FESTIVAL DEI POPOLI

Anton Corbjin, il fotografo nell'obiettivo

La kermesse si apre con Inside Out, film documento sul lavoro del celebre ritrattista olandese dei giganti del rock

FESTIVAL DEI POPOLI

Anton Corbjin, il fotografo nell'obiettivo

La kermesse si apre con Inside Out, film documento sul lavoro del celebre ritrattista olandese dei giganti del rock

Per l'apertura di quest'anno (sabato 10 novembre, 21.30 al cinema Odeon) il Festival dei Popoli ha scelto di puntare sul bel ritratto che la regista Klaartje Quirijns ha realizzato su uno dei fotografi più celebri del mondo, Anton Corbijn. I più cinefili ricorderanno un suo straordinario film di qualche anno fa, ammantato in uno straniante bianco e nero, «Control», biopic dedicato alla leggenda di Jan Curtis, leader dei Joy Division, una pellicola che ha dimostrato al mondo intero la forza del legame espressivo tra Corbijn e la musica rock, ben al di là del suo lavoro di “ritrattista” ufficiale di giganti assoluti quali U2, Rolling Stones, R.E.M., Depeche Mode, Tom Waits, Nick Cave, Bryan Ferry, e di regista di videoclip per Nirvana e Red Hot Chili Peppers.

Il documentario ci conduce alla scoperta di un uomo e di un artista che vive la propria esistenza come una continua negoziazione tra l'immagine pubblica di un fotografo di successo e la sostanza intima di un uomo schivo e riservato, che ha sempre vissuto con difficoltà le luci dei riflettori e il grande successo commerciale del proprio lavoro, non sempre coinciso con un pieno autoriconoscimento artistico.
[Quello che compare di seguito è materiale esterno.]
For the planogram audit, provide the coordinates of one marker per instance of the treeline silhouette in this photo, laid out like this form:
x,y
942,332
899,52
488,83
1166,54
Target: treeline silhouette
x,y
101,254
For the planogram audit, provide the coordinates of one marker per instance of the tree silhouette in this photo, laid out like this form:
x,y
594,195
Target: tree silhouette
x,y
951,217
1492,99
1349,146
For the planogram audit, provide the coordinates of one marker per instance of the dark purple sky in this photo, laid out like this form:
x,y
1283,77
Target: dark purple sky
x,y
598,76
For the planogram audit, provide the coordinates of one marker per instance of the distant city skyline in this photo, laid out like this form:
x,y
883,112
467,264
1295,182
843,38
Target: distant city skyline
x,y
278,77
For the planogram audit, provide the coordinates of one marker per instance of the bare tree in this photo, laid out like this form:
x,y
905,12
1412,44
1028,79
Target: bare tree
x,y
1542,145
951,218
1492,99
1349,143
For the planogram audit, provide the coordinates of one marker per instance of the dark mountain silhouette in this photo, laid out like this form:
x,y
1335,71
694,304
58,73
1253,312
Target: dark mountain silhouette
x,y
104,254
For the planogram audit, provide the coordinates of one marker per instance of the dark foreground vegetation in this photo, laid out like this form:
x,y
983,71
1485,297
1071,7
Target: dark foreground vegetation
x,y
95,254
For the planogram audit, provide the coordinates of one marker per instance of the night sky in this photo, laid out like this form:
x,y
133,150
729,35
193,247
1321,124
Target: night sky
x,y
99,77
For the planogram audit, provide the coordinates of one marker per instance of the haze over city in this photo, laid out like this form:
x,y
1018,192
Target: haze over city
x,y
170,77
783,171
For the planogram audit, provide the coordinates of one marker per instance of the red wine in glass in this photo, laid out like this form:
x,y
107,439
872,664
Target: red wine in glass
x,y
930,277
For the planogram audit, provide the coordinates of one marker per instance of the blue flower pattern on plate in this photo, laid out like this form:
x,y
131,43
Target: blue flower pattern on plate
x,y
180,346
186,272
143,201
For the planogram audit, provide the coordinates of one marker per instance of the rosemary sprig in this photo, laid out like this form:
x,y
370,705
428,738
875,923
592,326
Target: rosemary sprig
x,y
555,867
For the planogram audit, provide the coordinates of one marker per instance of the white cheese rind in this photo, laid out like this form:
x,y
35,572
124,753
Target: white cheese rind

Tuttavia, nonostante il documentario si concentri molto su questo dissidio apparentemente insanabile, la forza espressiva delle immagini di Corbijn non viene per nulla scalfita dall'attenta illustrazione del suo metodo di lavoro. Anzi. Il fotografo olandese occupa un posto di primo piano nella produzione di immagini contemporanee perché è riuscito a comunicare attraverso la ritrattistica l'idea di una continuità nel divismo delle rock star, assicurando loro una vita mediatica che sapesse cogliere lo scorrere del tempo, ma sempre all'interno di una figuratività intima e per nulla banale.

Basti pensare alle immagini di Tom Waits, del suo volto sempre più attraversato dalle rughe, e del suo sguardo interrogativo e malinconico, che fa pendant con il suo stile musicale. Oppure alla capacità dimostrata da Corbijn di assecondare i mutevoli cambiamenti che grandi gruppi come gli U2 hanno attraversato durante la loro lunga carriera, con immagini che hanno sintetizzato visivamente la portata di questi passaggi: dall'ascetismo messianico di «The Joshua Tree» al romanticismo decadente di «Achtung Baby», fino all'ecumenismo globalizzato degli ultimi album. Il documentario restituisce in pieno tutto questo, nonché la bravura del fotografo olandese nel veleggiare sicuro lungo l'orizzonte di un mondo in cui arte, media e business sono sempre più intrecciati.